A researcher observes a CRISPR/Cas9 process through a stereomicroscope. Photo: Gregor Fischer/picture alliance via Getty Images
The first two patients to receive CRISPR-based treatments for their blood disorders benefited from the therapy, the two companies developing the treatment announced yesterday — a sign that gene editing may be a safe and effective way to cure blood diseases, STAT reports.
Why it matters: The two blood disorders, sickle cell disease and beta thalassemia, can have a drastic impact on patients' lives. A cure would be transformative.
Details: The two patients have been free from blood transfusions and disease symptoms for a relatively short period of time and have experienced only short-term, treatable side effects.
The big picture: CRISPR Therapeutics and Vertex Pharmaceuticals, the companies developing the treatment, aren't the only ones actively looking for new treatments for these blood disorders.
- Bluebird Bio's gene therapy for beta thalassemia was approved in Europe in June, and it's expected to be approved in the U.S. next year.
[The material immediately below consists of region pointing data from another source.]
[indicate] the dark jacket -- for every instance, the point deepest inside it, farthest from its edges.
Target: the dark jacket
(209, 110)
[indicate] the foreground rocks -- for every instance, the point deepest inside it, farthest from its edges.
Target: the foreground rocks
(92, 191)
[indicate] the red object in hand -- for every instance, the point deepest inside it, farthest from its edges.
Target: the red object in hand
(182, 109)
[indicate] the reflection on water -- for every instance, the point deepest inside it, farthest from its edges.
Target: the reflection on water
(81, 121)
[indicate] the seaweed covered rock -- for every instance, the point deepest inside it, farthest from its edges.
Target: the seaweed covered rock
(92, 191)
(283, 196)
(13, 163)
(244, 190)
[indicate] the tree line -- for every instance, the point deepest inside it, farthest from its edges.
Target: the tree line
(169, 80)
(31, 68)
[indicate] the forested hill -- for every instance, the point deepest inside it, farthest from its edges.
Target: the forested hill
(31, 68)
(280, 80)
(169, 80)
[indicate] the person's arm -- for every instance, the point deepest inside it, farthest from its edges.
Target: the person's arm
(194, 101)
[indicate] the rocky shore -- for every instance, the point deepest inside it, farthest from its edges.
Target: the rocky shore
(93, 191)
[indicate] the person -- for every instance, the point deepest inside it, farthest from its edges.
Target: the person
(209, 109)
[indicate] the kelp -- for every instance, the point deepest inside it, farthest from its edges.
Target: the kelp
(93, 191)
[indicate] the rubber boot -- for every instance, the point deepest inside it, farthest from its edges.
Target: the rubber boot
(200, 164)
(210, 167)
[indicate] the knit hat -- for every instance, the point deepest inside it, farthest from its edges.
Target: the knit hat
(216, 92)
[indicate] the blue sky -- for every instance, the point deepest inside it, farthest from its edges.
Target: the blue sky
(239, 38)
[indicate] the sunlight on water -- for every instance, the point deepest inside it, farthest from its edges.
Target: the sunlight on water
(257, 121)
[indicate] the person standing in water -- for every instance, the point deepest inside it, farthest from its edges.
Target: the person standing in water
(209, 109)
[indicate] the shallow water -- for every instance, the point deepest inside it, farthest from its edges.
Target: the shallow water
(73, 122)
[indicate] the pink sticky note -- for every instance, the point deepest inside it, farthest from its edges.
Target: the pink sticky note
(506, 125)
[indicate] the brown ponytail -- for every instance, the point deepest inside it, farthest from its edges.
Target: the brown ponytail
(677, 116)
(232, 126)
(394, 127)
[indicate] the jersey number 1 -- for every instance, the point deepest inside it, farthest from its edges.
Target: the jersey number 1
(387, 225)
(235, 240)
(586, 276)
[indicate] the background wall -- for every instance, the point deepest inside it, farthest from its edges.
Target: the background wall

Other companies and academics are also looking for gene editing or gene therapy treatments for these diseases.
"For decades, we knew about the sickle cell disease mutation but we didn’t know about other genes [involved in the disease] and we didn’t have the necessary tools for genetic correction” of cells, Mitchell Weiss of St. Jude Children’s Research Hospital told STAT.
- "Now we have a confluence of scientific understanding and technology that can come together to make things happen."
- Genetic technology's double-edged sword
- Genetic testing may prevent ER visits for kids with Type I diabetes
- Gene therapies' accessibility problem
Editor's note: This piece has been corrected to show that Bluebird Bio's gene therapy for beta thalassemia was approved in Europe this year (not last year).